The twentieth century left behind a painful and complicated legacy of massive trauma, monstrous crimes, radical social engineering, and collective/individual guilt syndromes that needed to be deconstructed. More often than not, the past appears as a devastated landscape full of corpses, dashed illusions, failed myths, betrayed promises, and unprocessed memories. Now over two decades into the twenty-first century, the century repeats. Not just in Ukraine but in Afghanistan, Ethiopia, Haiti, Iraq, Palestine, Somalia, Syria, Yemen – the list seems endless.
But the historical experience of the previous century still fundamentally shapes how we envisage our contemporary world at personal, local, national, continental, and global levels. So you need historians and other experts, to provide perspective, who can combine profound knowledge and understanding of the longer, deeper structural processes of history.
I am the most fortunate of writers because for my series on the Holocaust, genocide and dehumanization I have had the opportunity for lengthy conversations with many such historians and experts, the most prominent being:
– Jacques Semelin, a professor at the Institute of Political Studies of Paris at SciencesPo, a selective research university of international standing, where Jacques created a pioneering course on genocide and mass violence, as well as programs on the civil resistance processes in dictatorships, work is based on a multidisciplinary approach using history, political science, and social psychology. He was the first genocide expert to take this approach. And it is not just the study of the Holocaust. He has done a deep dive into the Rwandan genocide, the ethnic cleansing in Bosnia Herzegovina, as well as the atrocities in Syria, respecting the specificities of each of these appalling phenomena. He is the subject of my first documentary due out later this year.
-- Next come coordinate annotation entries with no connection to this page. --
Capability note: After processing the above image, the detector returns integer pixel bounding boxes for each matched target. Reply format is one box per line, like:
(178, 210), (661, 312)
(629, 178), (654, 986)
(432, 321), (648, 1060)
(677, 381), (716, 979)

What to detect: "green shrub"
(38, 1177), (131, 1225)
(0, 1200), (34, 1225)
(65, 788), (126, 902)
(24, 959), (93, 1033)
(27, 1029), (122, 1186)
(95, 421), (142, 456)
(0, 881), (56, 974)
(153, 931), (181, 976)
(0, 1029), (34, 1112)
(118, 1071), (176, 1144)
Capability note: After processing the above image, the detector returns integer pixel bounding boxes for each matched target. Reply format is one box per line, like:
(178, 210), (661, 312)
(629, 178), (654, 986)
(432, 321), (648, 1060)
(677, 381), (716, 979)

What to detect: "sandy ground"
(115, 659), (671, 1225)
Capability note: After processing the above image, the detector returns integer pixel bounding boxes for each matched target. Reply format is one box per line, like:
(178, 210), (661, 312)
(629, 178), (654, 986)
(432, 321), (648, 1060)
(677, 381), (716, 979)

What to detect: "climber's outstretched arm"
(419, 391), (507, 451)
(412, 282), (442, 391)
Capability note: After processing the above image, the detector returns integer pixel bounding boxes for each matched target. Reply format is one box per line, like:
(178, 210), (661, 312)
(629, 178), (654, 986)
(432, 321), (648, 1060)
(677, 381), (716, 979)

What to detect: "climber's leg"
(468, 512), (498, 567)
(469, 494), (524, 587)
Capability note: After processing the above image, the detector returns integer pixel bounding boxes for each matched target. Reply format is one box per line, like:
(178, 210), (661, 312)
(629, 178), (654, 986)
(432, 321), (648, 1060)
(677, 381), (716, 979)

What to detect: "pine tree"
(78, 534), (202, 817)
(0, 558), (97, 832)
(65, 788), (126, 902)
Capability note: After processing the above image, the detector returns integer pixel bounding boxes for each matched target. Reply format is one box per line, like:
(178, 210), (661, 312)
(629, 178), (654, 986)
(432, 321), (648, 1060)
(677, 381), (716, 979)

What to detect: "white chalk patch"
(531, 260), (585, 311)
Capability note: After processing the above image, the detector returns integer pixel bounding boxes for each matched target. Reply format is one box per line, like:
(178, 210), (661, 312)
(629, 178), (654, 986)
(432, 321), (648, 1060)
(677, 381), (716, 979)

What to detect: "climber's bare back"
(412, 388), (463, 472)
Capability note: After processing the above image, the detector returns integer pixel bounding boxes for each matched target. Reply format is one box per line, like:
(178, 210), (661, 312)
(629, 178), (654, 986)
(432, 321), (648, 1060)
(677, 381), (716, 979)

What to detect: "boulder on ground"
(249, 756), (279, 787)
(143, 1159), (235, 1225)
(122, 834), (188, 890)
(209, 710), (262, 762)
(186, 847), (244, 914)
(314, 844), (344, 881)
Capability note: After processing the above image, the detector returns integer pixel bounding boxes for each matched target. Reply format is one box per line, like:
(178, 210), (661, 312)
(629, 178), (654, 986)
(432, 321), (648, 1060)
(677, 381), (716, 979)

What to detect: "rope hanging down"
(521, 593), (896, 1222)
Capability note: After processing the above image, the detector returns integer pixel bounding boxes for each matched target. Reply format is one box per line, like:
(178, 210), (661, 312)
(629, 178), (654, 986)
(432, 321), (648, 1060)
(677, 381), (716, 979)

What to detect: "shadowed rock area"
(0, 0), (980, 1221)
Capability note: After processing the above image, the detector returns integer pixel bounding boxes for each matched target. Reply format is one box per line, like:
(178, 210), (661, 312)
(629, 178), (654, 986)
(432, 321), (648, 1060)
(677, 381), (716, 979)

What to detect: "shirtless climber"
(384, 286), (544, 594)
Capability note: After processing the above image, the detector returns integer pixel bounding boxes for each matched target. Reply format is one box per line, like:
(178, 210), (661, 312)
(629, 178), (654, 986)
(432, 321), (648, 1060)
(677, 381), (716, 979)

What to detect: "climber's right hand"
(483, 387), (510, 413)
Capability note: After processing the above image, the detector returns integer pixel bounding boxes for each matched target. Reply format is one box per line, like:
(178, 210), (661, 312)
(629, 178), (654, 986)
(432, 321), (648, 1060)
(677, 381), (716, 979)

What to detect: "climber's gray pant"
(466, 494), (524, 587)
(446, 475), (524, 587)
– Dr. Edyta Gawron, a historian who works as a Professor in the Institute of Jewish Studies, Jagiellonian University in Krakow, Poland. As a specialist in the 20th century history of Polish Jews and Holocaust studies Dr. Gawron cooperates with various academic institutions and museums in Poland and abroad. You can watch our video interview by clicking here.
– Serge Klarsfeld who, with his wife Beate, hunted, confronted, prosecuted, and exposed Nazi war criminals all over the world, tracking down the notorious torturer Klaus Barbie in Bolivia. They have been sent to prison for their beliefs and have risked their lives protesting anti-Semitism behind the Iron Curtain in South America and in the Middle East. They have been insulted and exalted, assaulted and heralded; they’ve received honors from presidents and letter bombs from neo-Nazis. Serge taught me that while no single account can claim to provide complete knowledge of an event like the Holocaust, the Holocaust nevertheless must be approached simultaneously from epistemic, logical and ethical choices. But it requires an extraordinary amount of due diligence. You watch my video interview with Serge by clicking here.
– Pawel Sawicki, a press officer and an educator of the Auschwitz Memorial/Auschwitz Birkenau State Museum, who is responsible for the social media activity of the Memorial that is followed on different platforms by over 1,5 million people. He is the editor-in-chief of the monthly online magazine Memoria, co-author of the “On Auschwitz” podcast, and author of the album “Auschwitz-Birkenau. The place where you are standing” that compares 1944 images from Auschwitz II-Birkenau with the authentic site of the Memorial today. No one has a better understanding of the history of Auschwitz, the symbolism of the site and its significance. We’ll have some video conversations later this year.